Rebus has been seconded to London to help with an investigation into a grisly series of murders by a perp who seems to operate according to no particular pattern other than to really do nasty things to his victims, and leave a characteristic bite mark on their bellies.  Since he's in London, the perpetually depressed and work-obsessed Rebus takes the opportunity to visit with his former wife and their daughter, and that goes about as well as one might expect, which is to say kind of dismally.  He has a massive inferiority complex about being from the sticks (Edinburgh, hardly, but according to Rebus everyone looks down on Jocks).  He meets a predictably gorgeous, predictably mysterious woman with whom he predictably sleeps early on.  She is predictably involved in the resolution of the story.  Rebus and his English counterpart, George Flight, have predictable conflicts, and predictable resolutions.

Our hero presents himself - to be fair, this is his own assessment - as old (he's what, in his forties?  hardly!) and overweight.  Despite references to books and religion "Where was the religion for man who believed in God but not in God's religion?" 241, while trying to get a taxi, for chrissake), he comes across not particularly smart - an unnecessary foray into the British Museum where he learns about the Rosetta Stone seems a heavy-handed way to make a point about the attention to detail required in good police work.  And he's a stubborn cuss, perpetually on the brink of losing his job over his inability to follow orders.  Of course, like all coppers, he drinks too much, sleeps too little, and operates on the brink of exhaustion.  But there is no forgiving this:
"Rebus put down the telephone and felt an immense weariness take control of him, weighting his legs and arms and head.  He took several deep breaths and rose to his feet, then walked to the sink and splashed water on his fce, rubbing a wet hand around his neck and throat.  He looked up, hardly recognizing himself in the wall-mounted mirror, signed and spread his hands either side of his face, the way he'd seen Roy Scheider do once in a film.
'It's showtime.'" (135)
I've seen All That Jazz, and John Rebus, you are no Bob Fosse.  I don't mind a flawed hero, but please make it interesting!

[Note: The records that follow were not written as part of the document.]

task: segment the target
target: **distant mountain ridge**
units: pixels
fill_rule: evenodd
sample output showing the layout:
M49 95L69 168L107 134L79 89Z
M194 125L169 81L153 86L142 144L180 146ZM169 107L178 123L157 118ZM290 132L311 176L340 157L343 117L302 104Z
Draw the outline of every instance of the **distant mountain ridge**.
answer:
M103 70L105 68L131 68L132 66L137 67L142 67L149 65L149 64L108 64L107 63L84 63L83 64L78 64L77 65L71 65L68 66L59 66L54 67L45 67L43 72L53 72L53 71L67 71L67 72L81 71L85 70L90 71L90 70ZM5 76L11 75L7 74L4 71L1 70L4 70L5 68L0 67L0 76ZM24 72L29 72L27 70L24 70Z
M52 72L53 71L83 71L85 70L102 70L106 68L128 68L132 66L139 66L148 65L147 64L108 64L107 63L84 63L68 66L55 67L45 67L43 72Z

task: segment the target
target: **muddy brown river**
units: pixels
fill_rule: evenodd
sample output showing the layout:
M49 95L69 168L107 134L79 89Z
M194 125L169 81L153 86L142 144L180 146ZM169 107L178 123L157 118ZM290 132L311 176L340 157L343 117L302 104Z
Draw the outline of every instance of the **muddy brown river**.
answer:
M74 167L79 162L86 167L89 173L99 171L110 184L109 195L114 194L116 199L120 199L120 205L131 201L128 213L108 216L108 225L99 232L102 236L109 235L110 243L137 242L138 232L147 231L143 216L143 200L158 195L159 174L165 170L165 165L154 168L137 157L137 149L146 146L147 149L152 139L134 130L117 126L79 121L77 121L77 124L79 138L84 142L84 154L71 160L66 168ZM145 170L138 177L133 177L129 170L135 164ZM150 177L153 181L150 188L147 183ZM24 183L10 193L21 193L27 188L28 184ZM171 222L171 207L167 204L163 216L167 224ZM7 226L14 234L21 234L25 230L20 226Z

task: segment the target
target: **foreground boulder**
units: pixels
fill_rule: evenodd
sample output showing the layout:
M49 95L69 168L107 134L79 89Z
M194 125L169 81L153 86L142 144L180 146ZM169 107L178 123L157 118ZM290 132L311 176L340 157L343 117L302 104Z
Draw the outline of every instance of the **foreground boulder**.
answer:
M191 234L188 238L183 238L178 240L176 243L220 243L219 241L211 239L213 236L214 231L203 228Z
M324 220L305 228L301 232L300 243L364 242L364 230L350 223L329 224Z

I will say that there are some terrific red herrings in this story.  These involve some situations and characters that are introduced just subtly enough to inject a frisson of uncertainty into the proceedings.  So, the climax is not predictable, but it is ludicrous.  One wonders if the author couldn't decide quite who the killer should be, and drew a name out of a hat as he was writing the last couple of chapters.

Time to give Rebus a rest for a bit.

Friday, May 25, 2012

Hide and Seek

A rebus is one of those puzzles where pictures or symbols are used to represent words or parts of words.  There is always one in the Boston Globe, and my aforementiond son (he of Holmes fascination) is pretty good at figuring them out.  I'm still trying to figure out the puzzle of Edinburgh-based Inspector John Rebus, the creation of writer Ian Rankin.  Is he dark and disturbed, which he seemed to be in the first, Knots and Crosses?  Just jaded, which the liberal use of the word "son" when talking withe junior officers would suggest, in Hide and Seek?  Or falling into the crusty-but-decent fellow trap, which is indicated by his kindly treatment of the problematic Tracy, also in Hide and Seek? 

In this second of Rankin's Rebus novels, our "hero" is quickly convinced that the seemingly-routine death of a junkie is more than just your garden-variety overdose, esp. when it appears that there may have been some dabbling in the occult at the scene of the crime.  But since no one else thinks this case is worth pursuing, he's having to do it on his own time, while serving reluctantly on his boss' anti-drugs committee, which just happens to be stocked with the top male representatives of Edinburgh's ruling caste.  I'm not giving anything away to say that these threads tie up into a moderately ripping detective story.  Still there is one of those Ian Rutledge-like quiet conversations that moves the plot forward, and the abrupt resolution makes sense with the plot but isn't completely satisfying.  There is something slightly thin about these stories, a bit meager in development and detail.  Maybe it is a Scottish thing. 

I think the jury of me is out on Rebus, but I'll give him another go.